Meet San Francisco artist Deloris Thomas, who exhibited her work with hundreds of other artists at the annual Open Studios, held every year in a number of the city’s neighborhoods over the course of a month.
I talked to Deloris recently about how she got started as an artist. She was introduced to the studio through fellow artist Renee Eaton, who she currently shares a space with on San Francisco’s Bryant Street. The studio was part of an Art Teaching Group, where Renee taught watercolors.
Originally from Napa, California, Deloris was always drawing when she was a child. Her creative flare resulted in paper dolls, clothes, houses and ceramics, which she did for over 12-15 years before returning to painting. I bought an earlier piece she did which was more abstract in nature, exuding red and orange streaks with green undertones. You could vaguely see images and shapes and if someone told you the piece was set in Tuscany, you wouldn’t entirely be surprised, but you also wouldn’t discover that entirely on your own without a background story either.

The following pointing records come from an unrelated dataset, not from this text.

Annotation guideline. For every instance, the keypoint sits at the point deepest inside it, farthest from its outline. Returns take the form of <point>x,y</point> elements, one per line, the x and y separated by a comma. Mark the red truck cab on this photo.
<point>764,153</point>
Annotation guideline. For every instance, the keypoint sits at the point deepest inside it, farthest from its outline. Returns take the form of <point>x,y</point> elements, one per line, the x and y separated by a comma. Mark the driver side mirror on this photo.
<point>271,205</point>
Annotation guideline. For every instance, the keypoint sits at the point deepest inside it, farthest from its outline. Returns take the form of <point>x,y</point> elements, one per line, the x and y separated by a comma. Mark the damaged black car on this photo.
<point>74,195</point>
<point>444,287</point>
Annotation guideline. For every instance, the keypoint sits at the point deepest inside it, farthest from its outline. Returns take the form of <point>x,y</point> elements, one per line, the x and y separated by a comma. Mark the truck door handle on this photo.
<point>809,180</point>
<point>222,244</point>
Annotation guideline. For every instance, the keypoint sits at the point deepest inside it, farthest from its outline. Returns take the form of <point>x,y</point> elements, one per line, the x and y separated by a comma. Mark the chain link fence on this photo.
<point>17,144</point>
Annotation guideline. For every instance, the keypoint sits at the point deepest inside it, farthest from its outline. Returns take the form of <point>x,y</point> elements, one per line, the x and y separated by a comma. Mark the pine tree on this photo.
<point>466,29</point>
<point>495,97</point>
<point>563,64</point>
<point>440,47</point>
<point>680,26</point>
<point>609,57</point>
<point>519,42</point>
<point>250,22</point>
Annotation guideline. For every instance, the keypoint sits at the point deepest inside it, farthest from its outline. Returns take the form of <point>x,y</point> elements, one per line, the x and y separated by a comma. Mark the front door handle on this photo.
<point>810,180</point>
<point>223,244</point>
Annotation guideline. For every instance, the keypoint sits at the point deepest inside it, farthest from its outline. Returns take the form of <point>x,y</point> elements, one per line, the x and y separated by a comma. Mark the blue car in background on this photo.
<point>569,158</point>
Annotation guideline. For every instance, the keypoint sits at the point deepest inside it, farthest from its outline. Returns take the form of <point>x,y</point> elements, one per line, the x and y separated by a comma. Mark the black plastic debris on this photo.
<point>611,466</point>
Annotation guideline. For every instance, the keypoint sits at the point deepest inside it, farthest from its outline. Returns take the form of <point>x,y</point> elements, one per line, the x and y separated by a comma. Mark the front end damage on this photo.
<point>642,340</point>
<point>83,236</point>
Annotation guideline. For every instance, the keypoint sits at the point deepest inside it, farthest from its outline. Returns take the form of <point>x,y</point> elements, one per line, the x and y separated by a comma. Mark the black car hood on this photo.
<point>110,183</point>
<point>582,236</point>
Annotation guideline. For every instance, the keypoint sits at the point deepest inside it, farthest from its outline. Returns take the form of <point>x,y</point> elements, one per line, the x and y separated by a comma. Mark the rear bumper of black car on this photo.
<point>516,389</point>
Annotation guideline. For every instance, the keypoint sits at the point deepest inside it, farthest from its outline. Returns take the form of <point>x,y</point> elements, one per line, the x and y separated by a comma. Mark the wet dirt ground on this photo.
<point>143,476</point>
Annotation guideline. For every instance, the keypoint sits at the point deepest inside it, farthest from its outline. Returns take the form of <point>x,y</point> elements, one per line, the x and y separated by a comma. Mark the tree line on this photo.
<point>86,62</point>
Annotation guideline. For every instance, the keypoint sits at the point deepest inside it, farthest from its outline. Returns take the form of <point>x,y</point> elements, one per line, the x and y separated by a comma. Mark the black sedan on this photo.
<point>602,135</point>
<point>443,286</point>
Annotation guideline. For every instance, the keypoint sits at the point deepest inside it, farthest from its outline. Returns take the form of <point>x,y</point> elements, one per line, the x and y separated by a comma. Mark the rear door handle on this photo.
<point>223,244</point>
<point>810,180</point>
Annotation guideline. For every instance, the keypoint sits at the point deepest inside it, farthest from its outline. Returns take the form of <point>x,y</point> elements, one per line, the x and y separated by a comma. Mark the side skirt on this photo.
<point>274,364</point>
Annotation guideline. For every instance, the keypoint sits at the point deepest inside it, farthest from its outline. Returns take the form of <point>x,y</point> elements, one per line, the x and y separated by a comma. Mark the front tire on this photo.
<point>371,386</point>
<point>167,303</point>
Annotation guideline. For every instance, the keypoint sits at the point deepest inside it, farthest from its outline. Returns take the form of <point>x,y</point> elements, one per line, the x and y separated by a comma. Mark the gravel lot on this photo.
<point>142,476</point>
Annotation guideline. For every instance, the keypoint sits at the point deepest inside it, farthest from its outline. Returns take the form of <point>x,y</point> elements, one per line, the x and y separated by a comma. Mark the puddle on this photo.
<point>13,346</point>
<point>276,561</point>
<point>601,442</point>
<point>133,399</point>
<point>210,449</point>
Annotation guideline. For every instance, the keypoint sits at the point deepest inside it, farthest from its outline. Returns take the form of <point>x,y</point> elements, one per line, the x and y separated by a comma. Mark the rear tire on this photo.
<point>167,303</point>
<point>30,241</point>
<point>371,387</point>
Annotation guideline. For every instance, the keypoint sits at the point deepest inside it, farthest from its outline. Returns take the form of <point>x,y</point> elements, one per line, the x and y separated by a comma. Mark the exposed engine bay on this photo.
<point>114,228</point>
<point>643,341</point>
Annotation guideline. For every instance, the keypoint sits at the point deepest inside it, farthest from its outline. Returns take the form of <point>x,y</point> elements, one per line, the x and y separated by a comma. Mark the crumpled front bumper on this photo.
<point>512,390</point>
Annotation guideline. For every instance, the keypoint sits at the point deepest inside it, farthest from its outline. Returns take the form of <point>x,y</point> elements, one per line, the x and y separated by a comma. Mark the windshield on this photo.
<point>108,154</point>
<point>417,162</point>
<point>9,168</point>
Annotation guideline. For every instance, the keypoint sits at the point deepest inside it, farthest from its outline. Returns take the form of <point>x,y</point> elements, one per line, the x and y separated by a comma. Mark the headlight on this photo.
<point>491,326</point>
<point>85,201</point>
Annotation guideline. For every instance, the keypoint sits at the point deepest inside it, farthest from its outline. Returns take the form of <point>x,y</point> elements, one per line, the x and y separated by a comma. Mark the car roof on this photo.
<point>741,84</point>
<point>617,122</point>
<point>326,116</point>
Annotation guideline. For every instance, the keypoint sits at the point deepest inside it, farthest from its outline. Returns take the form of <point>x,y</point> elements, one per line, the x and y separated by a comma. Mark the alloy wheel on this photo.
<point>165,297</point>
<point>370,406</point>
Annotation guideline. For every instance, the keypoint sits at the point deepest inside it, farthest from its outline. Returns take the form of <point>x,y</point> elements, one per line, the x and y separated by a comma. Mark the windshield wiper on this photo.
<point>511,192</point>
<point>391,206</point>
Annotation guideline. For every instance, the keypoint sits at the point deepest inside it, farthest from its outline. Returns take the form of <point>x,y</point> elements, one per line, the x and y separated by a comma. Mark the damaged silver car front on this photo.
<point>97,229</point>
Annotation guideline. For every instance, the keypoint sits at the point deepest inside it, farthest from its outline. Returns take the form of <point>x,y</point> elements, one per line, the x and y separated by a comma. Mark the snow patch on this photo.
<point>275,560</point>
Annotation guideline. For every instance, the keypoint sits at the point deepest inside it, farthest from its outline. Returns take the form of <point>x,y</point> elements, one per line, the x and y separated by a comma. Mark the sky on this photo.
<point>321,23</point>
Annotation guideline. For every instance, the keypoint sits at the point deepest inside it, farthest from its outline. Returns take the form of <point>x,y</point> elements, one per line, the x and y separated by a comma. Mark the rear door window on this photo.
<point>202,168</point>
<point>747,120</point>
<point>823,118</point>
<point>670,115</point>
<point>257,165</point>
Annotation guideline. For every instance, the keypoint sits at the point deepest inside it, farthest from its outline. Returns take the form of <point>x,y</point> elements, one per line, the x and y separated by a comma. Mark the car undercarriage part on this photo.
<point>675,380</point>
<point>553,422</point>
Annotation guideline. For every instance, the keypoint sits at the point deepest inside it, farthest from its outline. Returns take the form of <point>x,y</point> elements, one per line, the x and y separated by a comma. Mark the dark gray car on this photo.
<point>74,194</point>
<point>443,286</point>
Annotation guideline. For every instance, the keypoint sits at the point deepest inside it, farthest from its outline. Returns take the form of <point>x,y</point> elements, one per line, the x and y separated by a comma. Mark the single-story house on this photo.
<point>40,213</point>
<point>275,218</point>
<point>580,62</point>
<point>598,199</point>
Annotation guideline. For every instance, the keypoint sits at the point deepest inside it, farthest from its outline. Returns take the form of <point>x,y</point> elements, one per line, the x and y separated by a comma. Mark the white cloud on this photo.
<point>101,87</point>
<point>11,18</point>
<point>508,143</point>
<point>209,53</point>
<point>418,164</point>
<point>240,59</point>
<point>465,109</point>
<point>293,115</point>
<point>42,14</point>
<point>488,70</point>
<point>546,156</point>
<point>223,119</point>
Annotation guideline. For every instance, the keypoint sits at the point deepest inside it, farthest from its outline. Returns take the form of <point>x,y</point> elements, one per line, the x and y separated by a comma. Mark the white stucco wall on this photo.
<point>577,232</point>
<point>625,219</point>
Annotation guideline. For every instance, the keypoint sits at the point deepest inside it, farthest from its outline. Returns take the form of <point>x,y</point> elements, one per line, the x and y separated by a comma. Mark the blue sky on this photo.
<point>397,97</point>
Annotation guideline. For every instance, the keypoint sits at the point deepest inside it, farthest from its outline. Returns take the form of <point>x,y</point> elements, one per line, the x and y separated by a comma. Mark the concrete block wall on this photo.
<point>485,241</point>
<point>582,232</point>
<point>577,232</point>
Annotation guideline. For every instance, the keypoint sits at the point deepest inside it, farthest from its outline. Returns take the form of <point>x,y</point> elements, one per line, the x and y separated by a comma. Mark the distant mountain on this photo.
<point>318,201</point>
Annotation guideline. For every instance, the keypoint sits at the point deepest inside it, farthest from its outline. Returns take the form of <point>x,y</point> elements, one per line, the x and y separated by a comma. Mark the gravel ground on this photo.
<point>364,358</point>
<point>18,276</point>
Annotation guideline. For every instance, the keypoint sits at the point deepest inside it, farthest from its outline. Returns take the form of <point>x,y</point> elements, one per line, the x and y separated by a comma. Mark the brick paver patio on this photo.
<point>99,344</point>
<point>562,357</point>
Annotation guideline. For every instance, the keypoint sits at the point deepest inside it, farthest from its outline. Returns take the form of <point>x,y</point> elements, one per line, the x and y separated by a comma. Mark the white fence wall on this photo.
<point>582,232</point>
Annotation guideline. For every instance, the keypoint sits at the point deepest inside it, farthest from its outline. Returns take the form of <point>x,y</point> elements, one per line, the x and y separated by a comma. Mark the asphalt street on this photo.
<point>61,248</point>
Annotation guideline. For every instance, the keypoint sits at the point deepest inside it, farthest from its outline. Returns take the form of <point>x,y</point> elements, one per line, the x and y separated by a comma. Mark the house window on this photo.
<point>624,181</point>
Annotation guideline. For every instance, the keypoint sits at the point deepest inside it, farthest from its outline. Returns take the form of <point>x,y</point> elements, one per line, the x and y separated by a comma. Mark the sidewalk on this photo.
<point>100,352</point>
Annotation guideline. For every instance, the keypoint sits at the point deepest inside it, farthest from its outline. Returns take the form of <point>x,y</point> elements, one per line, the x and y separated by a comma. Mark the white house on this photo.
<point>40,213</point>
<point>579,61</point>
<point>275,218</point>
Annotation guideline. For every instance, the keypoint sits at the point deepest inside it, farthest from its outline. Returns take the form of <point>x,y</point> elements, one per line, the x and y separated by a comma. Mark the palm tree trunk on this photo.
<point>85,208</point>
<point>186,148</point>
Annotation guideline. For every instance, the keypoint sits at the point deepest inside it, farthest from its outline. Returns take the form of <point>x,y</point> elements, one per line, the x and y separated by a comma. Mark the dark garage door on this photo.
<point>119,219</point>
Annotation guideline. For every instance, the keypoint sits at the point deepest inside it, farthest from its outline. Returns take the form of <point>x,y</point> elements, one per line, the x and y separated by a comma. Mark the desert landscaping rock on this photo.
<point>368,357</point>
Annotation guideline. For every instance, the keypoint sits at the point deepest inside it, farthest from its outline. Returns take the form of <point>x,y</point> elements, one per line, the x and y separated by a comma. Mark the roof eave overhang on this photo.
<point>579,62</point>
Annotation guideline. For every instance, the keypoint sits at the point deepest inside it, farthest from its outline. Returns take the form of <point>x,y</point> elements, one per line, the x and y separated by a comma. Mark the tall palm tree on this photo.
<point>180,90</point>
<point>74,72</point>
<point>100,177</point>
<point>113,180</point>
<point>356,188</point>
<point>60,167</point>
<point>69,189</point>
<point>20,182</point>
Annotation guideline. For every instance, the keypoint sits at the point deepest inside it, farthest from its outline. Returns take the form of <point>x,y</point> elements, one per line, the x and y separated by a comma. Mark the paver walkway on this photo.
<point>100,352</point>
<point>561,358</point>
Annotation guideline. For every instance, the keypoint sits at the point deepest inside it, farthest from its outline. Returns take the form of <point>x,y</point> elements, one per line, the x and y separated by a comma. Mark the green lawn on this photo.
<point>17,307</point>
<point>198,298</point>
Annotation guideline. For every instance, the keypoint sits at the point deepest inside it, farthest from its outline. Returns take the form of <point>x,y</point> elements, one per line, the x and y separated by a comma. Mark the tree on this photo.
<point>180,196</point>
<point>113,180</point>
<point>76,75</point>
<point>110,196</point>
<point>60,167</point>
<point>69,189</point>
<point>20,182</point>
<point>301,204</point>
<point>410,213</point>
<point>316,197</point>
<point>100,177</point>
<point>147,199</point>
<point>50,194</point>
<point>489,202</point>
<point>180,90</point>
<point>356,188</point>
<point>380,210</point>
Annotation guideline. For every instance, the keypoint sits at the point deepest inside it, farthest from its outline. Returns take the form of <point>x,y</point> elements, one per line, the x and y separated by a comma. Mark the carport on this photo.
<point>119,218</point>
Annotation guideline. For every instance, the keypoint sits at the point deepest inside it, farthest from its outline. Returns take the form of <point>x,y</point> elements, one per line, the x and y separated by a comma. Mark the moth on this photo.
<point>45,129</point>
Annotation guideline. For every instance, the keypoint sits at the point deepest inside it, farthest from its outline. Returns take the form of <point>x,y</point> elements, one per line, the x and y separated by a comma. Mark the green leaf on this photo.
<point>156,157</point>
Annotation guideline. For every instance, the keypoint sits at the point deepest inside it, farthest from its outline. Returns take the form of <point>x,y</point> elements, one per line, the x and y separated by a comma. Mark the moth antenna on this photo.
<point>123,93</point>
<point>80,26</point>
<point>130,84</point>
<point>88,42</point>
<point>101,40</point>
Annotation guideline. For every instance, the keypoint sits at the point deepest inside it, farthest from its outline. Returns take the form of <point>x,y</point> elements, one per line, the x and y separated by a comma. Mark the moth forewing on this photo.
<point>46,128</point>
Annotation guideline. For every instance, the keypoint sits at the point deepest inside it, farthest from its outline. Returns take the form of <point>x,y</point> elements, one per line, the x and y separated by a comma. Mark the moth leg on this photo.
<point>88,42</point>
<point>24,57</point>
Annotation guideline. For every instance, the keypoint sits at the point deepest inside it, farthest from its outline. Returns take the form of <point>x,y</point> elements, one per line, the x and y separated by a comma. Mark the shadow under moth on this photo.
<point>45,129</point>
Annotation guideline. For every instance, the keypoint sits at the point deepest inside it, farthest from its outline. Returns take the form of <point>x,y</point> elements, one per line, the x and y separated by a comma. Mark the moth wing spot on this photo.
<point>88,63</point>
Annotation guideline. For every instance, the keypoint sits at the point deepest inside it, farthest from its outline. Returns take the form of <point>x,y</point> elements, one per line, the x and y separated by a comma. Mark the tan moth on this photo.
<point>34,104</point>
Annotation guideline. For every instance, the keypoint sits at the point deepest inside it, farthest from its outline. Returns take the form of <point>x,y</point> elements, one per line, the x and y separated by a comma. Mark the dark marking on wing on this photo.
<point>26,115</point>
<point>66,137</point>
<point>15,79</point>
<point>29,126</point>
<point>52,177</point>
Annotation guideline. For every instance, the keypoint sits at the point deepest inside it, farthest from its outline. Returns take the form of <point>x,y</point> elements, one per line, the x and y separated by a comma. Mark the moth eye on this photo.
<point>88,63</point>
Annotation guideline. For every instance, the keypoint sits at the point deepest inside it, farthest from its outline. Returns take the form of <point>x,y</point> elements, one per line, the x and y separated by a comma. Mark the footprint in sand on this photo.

I love her use of diffused soft romantic and dreamy colors. She did a series on horses but in recent years, she has focused largely on figurines. The below depicted style represents her recent work. These pieces have stronger lines and the figurines seem more forceful to me somehow as if they have a more direct and certain place they wish to go. There’s no waivering; the figures show nothing but clarity and strength.
Her series of horses derived from seeing ancient Greek friezes at the British Museum. Her interest in animals brought out the bull series and occasionally she still dabbles with bulls from time-to-time. The latest pieces I saw in late October were of smaller figurine pieces and horizontal pieces such as the one below. The figures are all about movement, walking, moving in and out of space. She says, “the work comes from subconscious thoughts about human relations.”
Human movement opposed to more static figures with softer less defined borders and direction shown in the larger pieces below.
I also discovered the work of another artist recently who paints a lot of figurines, and they too have no faces. Says Susan Bostrom Wong about her lack of detail: “its about emerging figures, emerging self into a new world, a new person they have become.” Largely women, her emerging series suggest strength of the new emerging self, both from the pose they carry and the colors she uses. These two women should meet and I tell both of them so.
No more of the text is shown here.